China will issue 20, 30 and 50-year government bonds for the first time

China will issue 20, 30 and 50-year government bonds for the first time

The Ministry of Finance of China announced this Monday that it will issue special 20, 30 and 50-year State bonds for the first time, at a time when local authorities are trying to alleviate the slowdown of the world’s second largest economy.

The first batches of 20, 30 and 50-year bonds will enter the market on May 24, May 17 and June 14, respectively, the institution reported in a statement.

According to sources cited by Bloomberg, the Asian giant will issue bonuses 20-year bonds for a value of 300,000 million yuan (US$ 41,465 million, 38,500 million euros), 30-year bonds for 600,000 million yuan (US$ 82,930 million, 77,000 million euros) and 50-year bonds, for value of 100,000 million yuan (US$ 13,821 million, 12,833 million euros).

During China’s annual legislative session last March, the government announced in its work report the issuance of “ultra-long-term” bonds as part of a plan to “address the financing needs of important projects in the nation-building process.” ”.
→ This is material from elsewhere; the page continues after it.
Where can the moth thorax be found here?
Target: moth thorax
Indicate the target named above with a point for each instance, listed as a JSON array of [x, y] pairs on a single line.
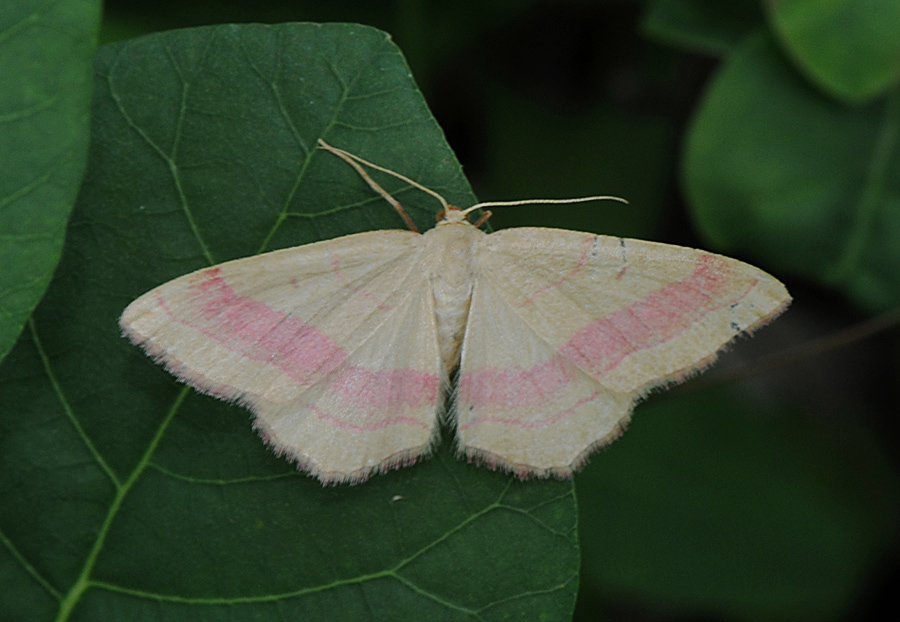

The bonds, the Executive noted, would focus on “supporting national strategic implementation and the development of security capabilities in key areas.”
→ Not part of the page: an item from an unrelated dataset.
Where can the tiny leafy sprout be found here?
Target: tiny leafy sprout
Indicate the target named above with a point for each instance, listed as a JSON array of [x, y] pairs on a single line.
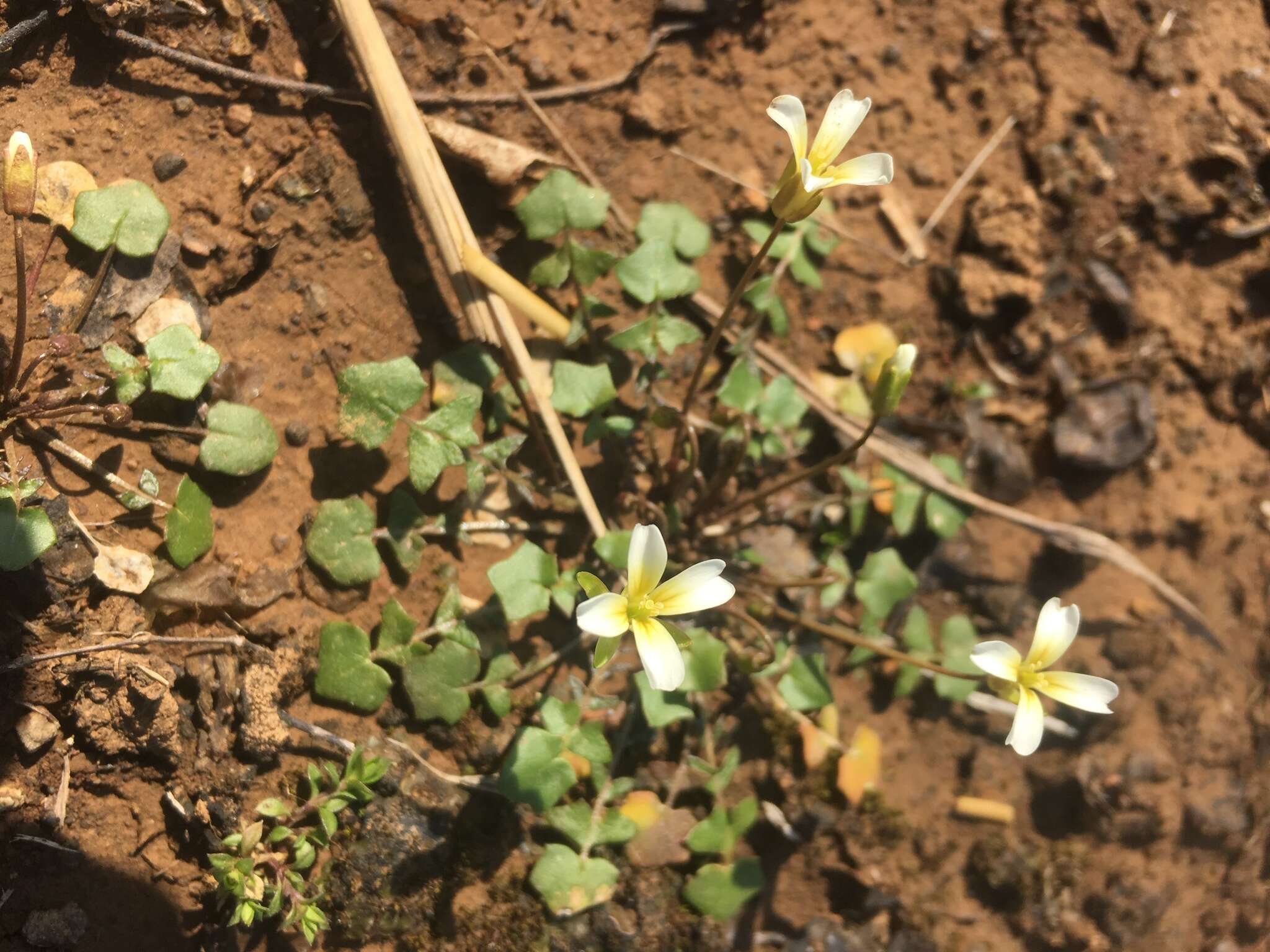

The local press then noted that the funds raised through the issuance of these bonds would be specifically used in “projects related to technological innovation, integrated urban-rural development, regional integration, food and energy security, and high-quality development.” of the population.”

The analyst of the financial newspaper Economic Daily Xiong Li then asserted that the decision “sends a clear signal of the active fiscal policy” of the Government, which could “stimulate expectations, increase total demand and improve the supply structure, thus boosting the Economic recovery”.

In 2020, China announced that it would issue special State bonds worth 100,000 million yuan (US$ 13,821 million, 12,833 million euros) to alleviate the impact of the coronavirus on the economy, although on that occasion they had a maximum term of seven years.

Low national and international demand, risks of deflation and insufficient stimuli, along with a real estate crisis that has not bottomed out and a lack of confidence within the private sector are some of the main causes that analysts put forward to explain the situation in the world’s second largest economy.